Sîd’in çocukluk dönemine dair çok az bilgi bulunmaktadır. Kastilya sarayında, Prens Sancho ile aynı hocalardan ders alarak iyi bir eğitim gördü. Bilinen ilk askerî faaliyeti, 1063’te Aragon Kralı I. Ramiro’nun mağlûp edildiği Graus savaşında Kastilya Kralı I. Fernando ile Sarakusta ve çevresinde hüküm süren Hûdî emiri Ahmed el-Muktedir-Billâh’ın askerlerinden meydana gelen ordu içinde yer almasıdır. I. Fernando’nun ölümü üzerine Kastilya’nın yeni kralı II. Sancho’nun hizmetine girdi. Sancho’nun Aragon Krallığı ile yaptığı savaşlarda büyük yararlıklar gösterdi ve başkumandanlığa getirildi. Sancho, onun başarılı kumandanlığı sayesinde kardeşlerinin hâkimiyeti altındaki Leon, Galicia ve Toro’yu topraklarına kattı. Ancak Zamora’yı kuşattığı sırada kız kardeşi Urracca’nın askerleri tarafından öldürüldü (1072). Bu sırada Tuleytula’daki (Toledo) Zünnûnî sarayında sürgünde bulunan kardeşi Alfonso Kastilya’ya dönerek diğer kardeşlerinin muhalefetine rağmen tahta oturdu (VI. Alfonso). Asilzadelerin başını çektiği Kastilyalılar, kardeşinin öldürülmesine karışmadığına dair yemin etmedikçe VI. Alfonso’yu kral tanımayacaklarını söylediler; aralarında Sîd de bulunuyordu. Alfonso onun bu davranışını unutmadı. Fakat başlangıçta desteğine ihtiyaç duyduğu için sert muamele yerine yeğeni Jimena’yla evlendirmek suretiyle yakınlaşmayı tercih etti (1074). Beş yıl sonra Alfonso, Sîd’i Abbâdîler’in ödemekte olduğu yıllık haracı almak üzere İşbîliye’ye (Sevilla) gönderdi. Bir süre orada kaldıktan sonra geri döndüğünde onu aldığı haracın bir kısmını zimmetine geçirdiği suçlamasıyla Kastilya’dan sürdü.

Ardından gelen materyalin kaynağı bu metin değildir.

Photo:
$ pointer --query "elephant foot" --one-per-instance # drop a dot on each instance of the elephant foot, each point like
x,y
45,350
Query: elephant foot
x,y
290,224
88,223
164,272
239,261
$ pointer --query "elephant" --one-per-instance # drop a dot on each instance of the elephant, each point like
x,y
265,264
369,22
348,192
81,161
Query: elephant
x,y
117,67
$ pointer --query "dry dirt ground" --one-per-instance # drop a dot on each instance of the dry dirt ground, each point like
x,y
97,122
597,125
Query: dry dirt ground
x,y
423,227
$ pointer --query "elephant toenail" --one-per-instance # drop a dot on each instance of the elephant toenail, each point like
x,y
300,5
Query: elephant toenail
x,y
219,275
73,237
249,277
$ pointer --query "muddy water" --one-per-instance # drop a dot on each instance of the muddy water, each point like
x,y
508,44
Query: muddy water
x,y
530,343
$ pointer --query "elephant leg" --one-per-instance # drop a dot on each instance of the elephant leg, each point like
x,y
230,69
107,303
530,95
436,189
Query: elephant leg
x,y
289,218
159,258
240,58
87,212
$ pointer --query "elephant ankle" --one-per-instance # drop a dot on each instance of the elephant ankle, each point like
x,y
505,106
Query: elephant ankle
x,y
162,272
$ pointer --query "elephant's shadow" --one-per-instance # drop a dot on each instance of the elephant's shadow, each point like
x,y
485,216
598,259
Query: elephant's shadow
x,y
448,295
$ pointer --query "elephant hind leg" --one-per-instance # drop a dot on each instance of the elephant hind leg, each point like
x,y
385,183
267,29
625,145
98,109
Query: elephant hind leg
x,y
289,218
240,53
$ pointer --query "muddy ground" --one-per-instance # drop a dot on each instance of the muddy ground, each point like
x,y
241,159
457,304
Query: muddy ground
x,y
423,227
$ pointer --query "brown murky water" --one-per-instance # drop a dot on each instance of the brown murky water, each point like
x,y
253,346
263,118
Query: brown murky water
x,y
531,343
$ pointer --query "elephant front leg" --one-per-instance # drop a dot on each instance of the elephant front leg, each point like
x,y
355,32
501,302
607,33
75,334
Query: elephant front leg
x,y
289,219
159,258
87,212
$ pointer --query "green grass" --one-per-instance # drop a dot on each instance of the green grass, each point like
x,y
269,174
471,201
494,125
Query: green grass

Sîd, sürgün kararı üzerine beraberindeki 300 adamıyla birlikte ücretli asker olarak Sarakusta ve civarında hüküm süren Hûdîler’in (Benû Hûd) hizmetine girdi; özellikle Yûsuf el-Mü’temen zamanında başkumandanlığa getirildi ve emîrin sözüne en fazla değer verdiği kişi haline geldi. Mü’temen’in yerini alan oğlu Ahmed el-Müstaîn-Billâh döneminde de nüfuz ve itibarını korudu. Onun, Lâride (Lérida) ve Turtuşa (Tortosa) Emîri Münzir b. Ahmed’in Belensiye’yi (Valencia) sıkıştırması karşısında yardım isteyen şehrin emîri Yahyâ el-Kādir’in çağrısı üzerine Müstaîn’le birlikte harekete geçtiği sırada Müstaîn’in Sîd ile Belensiye’nin kendisine, ganimetlerin Sîd’e ait olmasına dair gizli bir anlaşma yaptığı bilinmektedir. Bu anlaşmadan haberdar olan Kādir, Sîd ile temas kurdu ve bol miktarda para ve hediye vaadinde bulunarak onun Müstaîn’in şehri işgal planına karşı çıkmasını sağladı. Sîd, şahsî gücünü ve nüfuzunu arttırmak için müslüman emîrler arasındaki çatışmaların ortaya çıkardığı imkânları gayet iyi değerlendirdi; bu arada Kādir’le kurduğu gizli bağlantının bir benzerini Müstaîn’in hasmı olan kardeşi Münzir’le de yaptı. Diğer taraftan kendisini Kastilya’dan süren VI. Alfonso’ya yaklaşarak ondan tâbiiyetindeki müslüman hükümdarların topraklarını istilâ etmesi hususunda izin aldı. Daha sonra da Kastilya Krallığı adına sırasıyla Şentemeriye (Santáver), Murbaytar (Murviedro), el-Bunt (Alpuente) şehirlerini haraca bağladı. Ancak Sîd’in Alfonso ile olan ilişkileri, gerek kontrolsüz bir şekilde güçlenmesi gerekse Kastilyalılar’ın Murâbıtlar’a karşı 481’de (1088) Lît’te (Aledo) giriştikleri savaşa vaktinde destek sağlamaması yüzünden bir defa daha bozuldu. Kral, Sîd’in davranışlarını ihanet sayıp hükmettiği bütün kaleleri elinden aldığı gibi eşini ve çocuklarını da hapse attırdı. Alfonso’nun tutumu Sîd’i yeniden Hûdî Emîri Müstaîn’e yaklaştırdı ve onun davetiyle Murâbıtlar’ın Doğu Endülüs’te güçlenmesini önlemek için Hûdîler’in Navarra (Neberre) ve Aragon krallıklarıyla birlikte oluşturduğu ortak cepheye Sîd de katıldı. Aynı günlerde VI. Alfonso’nun yaptıklarına karşılık Kastilya topraklarında talan ve yağma hareketlerine girişti. Bunun üzerine Alfonso, eski katı tutumundan vazgeçerek onu affettiğini ve istediği zaman Kastilya topraklarına dönebileceğini bildirdi.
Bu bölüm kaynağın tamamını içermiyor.